Google Shelves Nexus Q, Gives It Away For Free (GOOG)August 1, 2012 3:32 pm ·
It looks like “the world’s first social streaming player” won’t be making its debut quite yet. After receiving a considerable amount of feedback on the Nexus Q’s daunting price tag yet less impressive feature set, the folks at Google decided that delaying the release of its enticing entertainment orb would be best in the long run. In fact, if users happen upon the Google Play website, all that remains of the Nexus Q page is a picture of the gadget alongside a space to sign up to receive a notification on its future release.
Explaining its decision to shelve the Nexus Q project for the time being on Wednesday, Google made the following announcement to those who pre-ordered the devices (originally published on The Verge):
We have an important update about your Nexus Q pre-order.
When we announced the Nexus Q at Google I/O, we gave away devices to attendees for an early preview. The industrial design and hardware were met with great enthusiasm. We also heard initial feedback from users that they want the Nexus Q to do even more than it does today. In response, we have decided to postpone the consumer launch of Nexus Q while we work on making it even better.

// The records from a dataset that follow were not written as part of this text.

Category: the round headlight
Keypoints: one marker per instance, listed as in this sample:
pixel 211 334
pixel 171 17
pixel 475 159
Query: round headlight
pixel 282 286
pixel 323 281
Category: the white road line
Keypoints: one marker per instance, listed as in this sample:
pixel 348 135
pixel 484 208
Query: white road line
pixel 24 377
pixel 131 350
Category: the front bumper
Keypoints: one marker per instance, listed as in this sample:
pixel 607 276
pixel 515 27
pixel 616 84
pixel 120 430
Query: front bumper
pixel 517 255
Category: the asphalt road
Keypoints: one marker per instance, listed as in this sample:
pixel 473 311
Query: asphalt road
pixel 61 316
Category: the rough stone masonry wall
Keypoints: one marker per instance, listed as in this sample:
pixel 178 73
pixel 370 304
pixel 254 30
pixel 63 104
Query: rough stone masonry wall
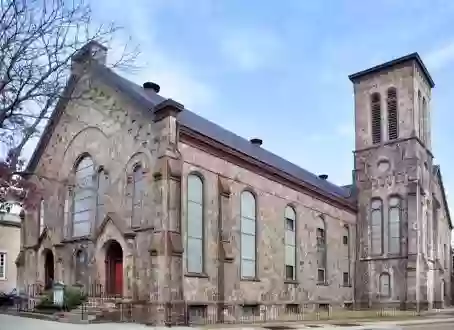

Google’s decision came as a welcome one among critics of the Nexus Q’s $300 price tag which, when compared to the capabilities of devices like the Roku and Apple TV—both of which cost a third of the price or less—seemed a bit steep for even the most dedicated of Google fans. Then again, part of the Nexus Q’s claim to fame, as Google eagerly pointed out during I/O, is the fact that, unlike its aforementioned competitors, the Nexus Q will be made in the United States.
This would serve to explain away at least a portion of the price disparity, but certainly not all of it—especially given how limited the Google gadget’s capabilities are in comparison to its closest counterparts. Of course, the question then becomes, what will Google do to match the Nexus Q’s currently limited usefulness to its clear aesthetic appeal without driving the price even higher?
(If you know, by all means, please share your ideas and thoughts in the comments below!)
Clearly, Google is headed in a very lucrative direction by shifting its sights to powering the home entertainment experience. And by introducing a device that acts as a conduit between the cloud and users’ home entertainment devices (TVs, stereos, etc.), Google has immediately done away with the inconvenience and potential limitations brought on by constant downloading and syncing by introducing the Nexus Q. Add to that the unmatched Google ecosystem, flush with more content than any one person could ever consume, and one realizes that it’s just a matter of time before Google is the standard-bearer in long-sought-after area of user activity.
However, achieving that dream scenario still rests quite strongly on how well Google controls the Q’s cost as it seeks to cross that threshold.
To Google’s credit, the company has made a substantial investment in its image to buy itself some time as it works through the Nexus Q delay. From its “Made in the USA” promise to its admirable confession that the Nexus Q wasn’t ready for consumer release, Google has undeniably earned itself some time to get this thing right without losing would-be customers.
As for the people who caused Google’s American-made entertainment orb to sell out as soon as it debuted at the I/O conference, they arguably have reason to celebrate the delay. You see, there was more to Google’s announcement to pre-orderers:
To thank you for your early interest, we’d like to extend the Nexus Q preview to our pre-order customers and send you a free device. If you had other items in your order, your credit card will be charged for those items only.
Your Nexus Q will be on its way soon and you will receive a notification and tracking number from Google Play when it ships.